The banteng calf was born twice the normal size, a common cause of death in cloned animals, said Dr. Robert Lanza of Massachusetts-based Advanced Cell Technologies.

"The second animal we euthanized yesterday," Lanza said in a telephone interview. "A banteng should only be 40 pounds (20 kg). The first calf weighed 40 pounds (20 kg) but the second was 80 pounds (36 kg), almost twice what is normal."

Despite this, the larger calf looked healthy at first. "It was snuggling and then it took a nosedive. The vets at the zoo decided for humane reasons that it should be euthanized," he said.

The two bantengs were cloned from the San Diego Zoo's "frozen zoo," a project launched before anyone knew whether cloning would work. Bantengs, enormous cattle that once thrived in the dense forests of Indonesia, Myanmar, Malaysia and elsewhere in southeast Asia, are now endangered.

The zoo, working with cloning leader ACT, hoped to resurrect a male that died in 1980 without ever breeding. They want to use his genes to breathe new life into the inbred gene pool of captive bantengs, Lanza said.

The experiment, a collaboration including ACT, the San Diego Zoo, Iowa State University and Trans Ova Genetics, worked in part because bantengs are closely related to domestic cattle, said Lanza.
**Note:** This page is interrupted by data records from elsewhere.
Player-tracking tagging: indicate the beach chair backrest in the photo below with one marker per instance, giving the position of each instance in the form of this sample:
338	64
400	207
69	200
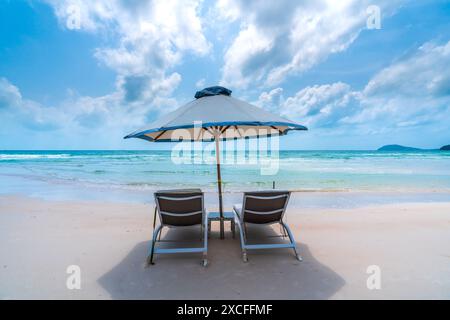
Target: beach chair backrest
264	206
180	207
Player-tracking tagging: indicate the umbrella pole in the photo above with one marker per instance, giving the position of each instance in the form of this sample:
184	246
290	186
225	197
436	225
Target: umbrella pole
219	186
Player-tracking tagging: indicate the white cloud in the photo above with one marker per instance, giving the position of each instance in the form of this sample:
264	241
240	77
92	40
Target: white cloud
151	38
200	84
281	38
408	94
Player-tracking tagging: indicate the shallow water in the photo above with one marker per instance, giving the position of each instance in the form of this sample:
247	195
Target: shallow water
133	175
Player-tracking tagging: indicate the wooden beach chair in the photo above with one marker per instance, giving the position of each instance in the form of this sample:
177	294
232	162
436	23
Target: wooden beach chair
176	209
263	208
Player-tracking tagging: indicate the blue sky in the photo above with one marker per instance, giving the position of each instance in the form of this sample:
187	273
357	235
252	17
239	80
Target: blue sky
80	74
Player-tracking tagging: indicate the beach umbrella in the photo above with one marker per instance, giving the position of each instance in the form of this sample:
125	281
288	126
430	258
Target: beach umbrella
215	115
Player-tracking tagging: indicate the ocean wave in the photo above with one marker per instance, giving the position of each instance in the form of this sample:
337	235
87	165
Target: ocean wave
9	157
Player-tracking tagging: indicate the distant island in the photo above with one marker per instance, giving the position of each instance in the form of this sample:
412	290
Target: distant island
397	147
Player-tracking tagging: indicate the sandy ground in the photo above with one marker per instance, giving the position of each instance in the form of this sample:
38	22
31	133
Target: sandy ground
410	242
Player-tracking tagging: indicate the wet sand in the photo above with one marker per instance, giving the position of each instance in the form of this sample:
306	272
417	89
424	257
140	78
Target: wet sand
109	241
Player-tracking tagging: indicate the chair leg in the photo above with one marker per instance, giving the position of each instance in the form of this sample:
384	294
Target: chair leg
233	228
244	241
291	238
152	248
205	242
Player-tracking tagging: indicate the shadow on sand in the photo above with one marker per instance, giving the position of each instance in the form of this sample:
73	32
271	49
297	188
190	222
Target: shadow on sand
269	274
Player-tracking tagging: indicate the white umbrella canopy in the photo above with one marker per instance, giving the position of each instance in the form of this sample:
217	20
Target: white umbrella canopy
221	116
215	115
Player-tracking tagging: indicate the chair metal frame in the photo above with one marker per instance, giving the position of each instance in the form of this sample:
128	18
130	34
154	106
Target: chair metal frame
204	229
240	221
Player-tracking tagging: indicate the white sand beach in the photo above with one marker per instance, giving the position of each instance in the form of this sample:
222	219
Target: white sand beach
39	239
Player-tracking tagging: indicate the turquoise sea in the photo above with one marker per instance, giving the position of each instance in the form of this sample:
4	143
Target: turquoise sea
146	171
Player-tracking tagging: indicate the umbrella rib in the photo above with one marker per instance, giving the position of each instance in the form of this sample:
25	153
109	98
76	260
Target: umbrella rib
279	131
159	135
240	135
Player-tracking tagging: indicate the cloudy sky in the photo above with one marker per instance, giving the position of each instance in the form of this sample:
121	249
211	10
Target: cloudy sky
81	74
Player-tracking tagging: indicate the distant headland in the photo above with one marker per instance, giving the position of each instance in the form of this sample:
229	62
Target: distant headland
397	147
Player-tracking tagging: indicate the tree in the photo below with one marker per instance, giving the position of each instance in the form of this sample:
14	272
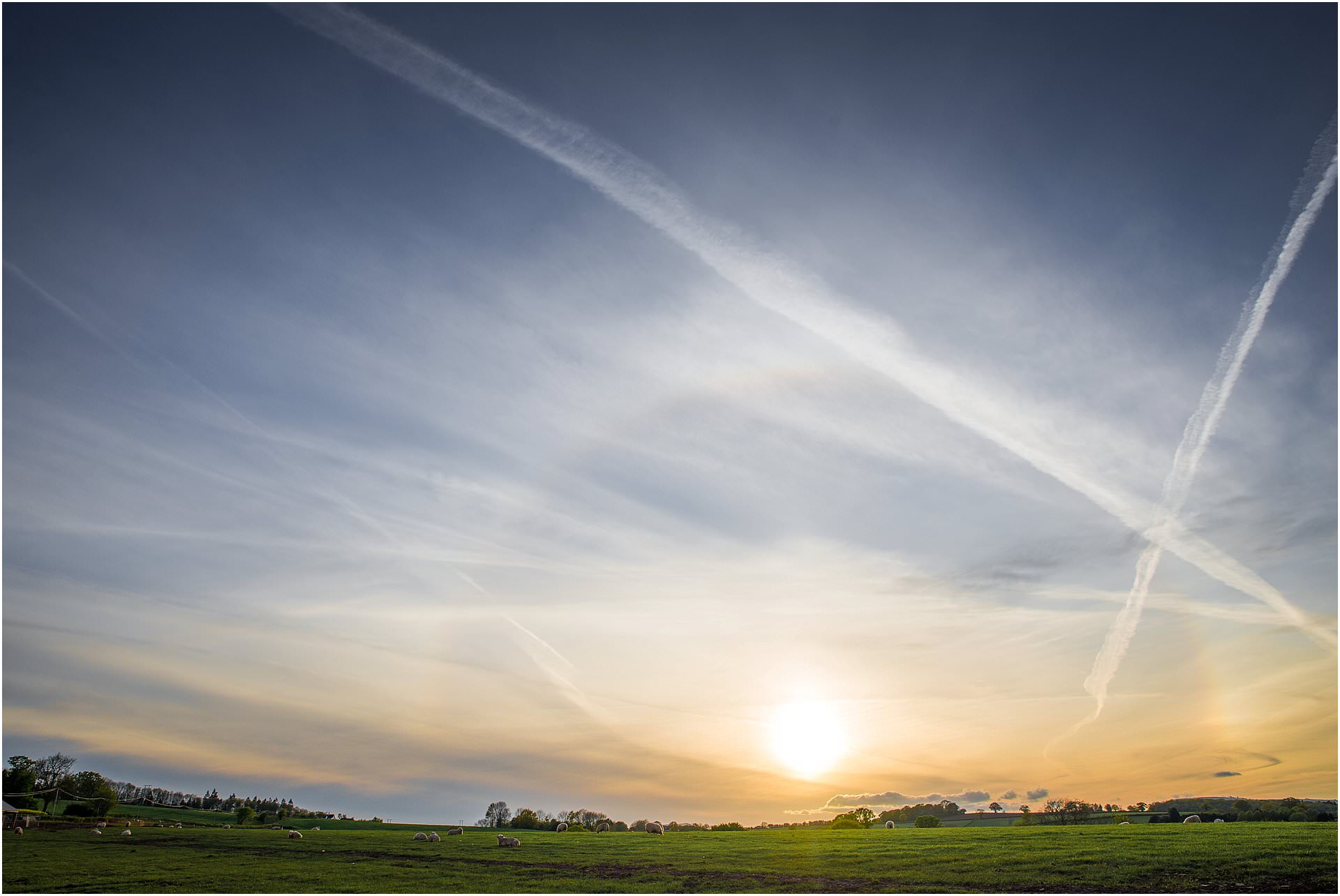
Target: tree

They cloned frozen cells from the long-dead banteng using cow eggs, and used a domestic cow as the surrogate mother.

Cloning is fraught with problems and Lanza said the calf's abnormalities did not come as a surprise.

"You don't ever know with cloned animals -- the first few days are crucial," Lanza said.

The process of cloning can lead to an abnormal placenta -- the organ that nourishes a developing embryo and fetus. Many cloned animals have been born large, and this in turn can lead to fatal heart conditions and failures of other organs.

"It not uncommon at all in cloning. It is called large calf syndrome," said Lanza.

It is also one of the reasons that most cloning experts are reluctant to ever try cloning a human being.

Wildlife groups have spoken out against the experiment, saying the best way to preserve a species is to save or resurrect its environment and allow breeding populations to re-establish.

"Until the threats that caused a species to become endangered in the first place -- poaching, habitat loss, loss of prey base -- are addressed, creating animals in the lab doesn't solve the problem," said Jan Vertefeuille, a spokeswoman for the World Wildlife Fund.

But Lanza said this was not the intention of the zoo, which wanted to preserve captive populations of bantengs. "The goal here wasn't to get a clone per se but to get the genes back into the population," he said.